Paxson Communications Corp. CEO Lowell Paxson is considering asking the Federal Communications Commission for new regulatory flexibility for digital-TV-spectrum licensees.
Paxson is weighing his digital-TV options after he failed to convince the FCC to mandate multicast must-carry, a requirement that cable systems carry every digital-programming service that each digital-TV station transmits to the public in the local market.
Paxson disclosed Friday that he might ask the FCC for a rule change that would permit TV stations to transmit in modulations other than 8-VSB (vestigial sideband), which is the FCC-approved digital-TV-transmission standard compatible with digital-TV receivers.
Modulation flexibility, Paxson said, would allow TV stations to utilize excess digital spectrum to provide non-broadcast-video services. He declined to identify particular services, but datacasting to mobile devices is a likely candidate.
"It's under consideration at the present time. We've had it under study for about two weeks," Paxson said.
A few weeks ago, Philip Lombardo, CEO of Citadel Broadcasting Corp. and the National Association of Broadcasters' joint board chairman, indicated that TV stations might consider wireless-phone service if the FCC rejected multicast must-carry.
"I can't speak for the NAB," Paxson said. "I don't know the position of NAB."
Since last 2003, U.S. Digital Television Inc. has been using digital-TV spectrum to provide a low-cost pay TV service in Las Vegas, Salt Lake City and Albuquerque, N.M., so far attracting 10,000 subscribers.

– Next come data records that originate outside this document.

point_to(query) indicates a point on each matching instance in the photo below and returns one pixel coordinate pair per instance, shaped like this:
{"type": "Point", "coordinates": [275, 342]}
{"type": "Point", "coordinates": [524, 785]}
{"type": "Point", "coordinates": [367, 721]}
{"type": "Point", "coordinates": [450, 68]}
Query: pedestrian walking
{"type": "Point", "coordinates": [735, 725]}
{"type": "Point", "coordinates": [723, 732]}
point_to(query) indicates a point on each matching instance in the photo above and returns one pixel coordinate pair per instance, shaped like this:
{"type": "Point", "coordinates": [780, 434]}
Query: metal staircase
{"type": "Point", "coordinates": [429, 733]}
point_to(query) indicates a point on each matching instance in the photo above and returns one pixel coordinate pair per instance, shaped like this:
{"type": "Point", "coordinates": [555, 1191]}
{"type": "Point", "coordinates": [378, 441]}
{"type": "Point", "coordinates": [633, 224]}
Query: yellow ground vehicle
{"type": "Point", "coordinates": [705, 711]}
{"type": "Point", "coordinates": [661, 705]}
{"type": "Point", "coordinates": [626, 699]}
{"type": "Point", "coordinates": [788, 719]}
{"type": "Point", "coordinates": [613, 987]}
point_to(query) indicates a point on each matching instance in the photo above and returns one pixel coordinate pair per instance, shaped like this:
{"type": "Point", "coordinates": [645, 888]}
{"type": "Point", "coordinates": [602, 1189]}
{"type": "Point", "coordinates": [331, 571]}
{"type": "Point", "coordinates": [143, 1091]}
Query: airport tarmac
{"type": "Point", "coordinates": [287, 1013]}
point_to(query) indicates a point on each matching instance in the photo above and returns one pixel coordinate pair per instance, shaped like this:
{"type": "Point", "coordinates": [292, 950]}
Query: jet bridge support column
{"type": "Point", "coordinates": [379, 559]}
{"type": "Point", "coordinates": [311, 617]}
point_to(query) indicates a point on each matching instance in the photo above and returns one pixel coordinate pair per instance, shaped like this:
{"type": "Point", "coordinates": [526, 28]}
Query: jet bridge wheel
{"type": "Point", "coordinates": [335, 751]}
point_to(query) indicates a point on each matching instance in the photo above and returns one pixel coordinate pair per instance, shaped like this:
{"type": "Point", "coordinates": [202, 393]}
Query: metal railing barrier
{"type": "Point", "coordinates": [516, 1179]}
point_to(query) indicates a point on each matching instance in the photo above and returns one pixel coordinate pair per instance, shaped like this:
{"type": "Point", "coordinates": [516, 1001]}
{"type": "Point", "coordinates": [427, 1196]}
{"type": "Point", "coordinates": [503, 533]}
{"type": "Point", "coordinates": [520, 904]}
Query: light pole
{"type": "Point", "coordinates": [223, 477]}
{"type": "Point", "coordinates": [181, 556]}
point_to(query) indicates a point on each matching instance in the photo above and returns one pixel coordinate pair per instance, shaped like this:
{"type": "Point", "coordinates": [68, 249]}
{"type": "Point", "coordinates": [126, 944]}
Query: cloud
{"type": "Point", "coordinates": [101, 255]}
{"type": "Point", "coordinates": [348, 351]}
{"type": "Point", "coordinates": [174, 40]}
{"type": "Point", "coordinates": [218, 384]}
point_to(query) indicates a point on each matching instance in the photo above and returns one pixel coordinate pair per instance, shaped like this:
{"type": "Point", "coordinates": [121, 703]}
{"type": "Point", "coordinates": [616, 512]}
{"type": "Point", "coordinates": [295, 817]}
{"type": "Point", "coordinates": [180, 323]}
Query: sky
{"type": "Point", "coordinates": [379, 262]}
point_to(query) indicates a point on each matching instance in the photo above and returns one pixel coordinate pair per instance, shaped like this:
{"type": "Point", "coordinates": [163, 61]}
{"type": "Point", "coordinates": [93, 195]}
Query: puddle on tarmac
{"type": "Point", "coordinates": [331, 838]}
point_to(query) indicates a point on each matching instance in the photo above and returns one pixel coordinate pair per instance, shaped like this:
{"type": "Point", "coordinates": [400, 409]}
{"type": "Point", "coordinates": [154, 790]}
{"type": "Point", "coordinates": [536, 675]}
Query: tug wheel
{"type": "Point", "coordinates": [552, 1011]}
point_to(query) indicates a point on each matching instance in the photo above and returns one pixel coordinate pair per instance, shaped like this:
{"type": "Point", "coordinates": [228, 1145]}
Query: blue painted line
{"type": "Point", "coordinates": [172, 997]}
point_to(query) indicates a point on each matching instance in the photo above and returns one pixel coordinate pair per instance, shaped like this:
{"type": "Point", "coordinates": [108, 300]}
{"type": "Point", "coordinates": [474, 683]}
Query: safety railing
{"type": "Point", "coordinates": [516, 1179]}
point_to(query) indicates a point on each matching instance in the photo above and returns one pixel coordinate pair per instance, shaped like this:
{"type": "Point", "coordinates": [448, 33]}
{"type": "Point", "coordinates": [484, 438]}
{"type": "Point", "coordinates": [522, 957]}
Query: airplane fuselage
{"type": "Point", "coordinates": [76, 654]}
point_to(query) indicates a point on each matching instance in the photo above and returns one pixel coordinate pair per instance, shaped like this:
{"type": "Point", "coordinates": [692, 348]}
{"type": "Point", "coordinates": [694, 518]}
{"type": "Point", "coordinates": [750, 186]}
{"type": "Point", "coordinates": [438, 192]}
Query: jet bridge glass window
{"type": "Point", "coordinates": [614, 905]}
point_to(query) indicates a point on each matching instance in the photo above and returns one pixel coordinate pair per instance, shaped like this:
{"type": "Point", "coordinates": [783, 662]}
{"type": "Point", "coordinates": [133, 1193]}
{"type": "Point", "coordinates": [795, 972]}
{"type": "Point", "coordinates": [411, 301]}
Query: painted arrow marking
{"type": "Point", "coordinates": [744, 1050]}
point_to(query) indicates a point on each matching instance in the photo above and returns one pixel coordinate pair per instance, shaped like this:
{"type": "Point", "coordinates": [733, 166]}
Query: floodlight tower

The company charges $19.95 per month to receive all local TV stations, including HDTV services and a smattering of cable networks, such as ESPN and Fox News Channel.
USDTV CEO Steve Lindsley said the company is "within 30 days of closing on a major round from what we think are the leading broadcast groups in the United States, who are going to fund USDTV and take controlling ownership in the company."
Paxson said he wasn't planning on joining USDTV. "The economics don't support it," he added.
Paxson wanted multicast must-carry from the FCC, claiming that access to cable's mass audience was the only way multiple services could survive. He declined to comment when asked if he would try to get the courts to reverse the commission's ruling.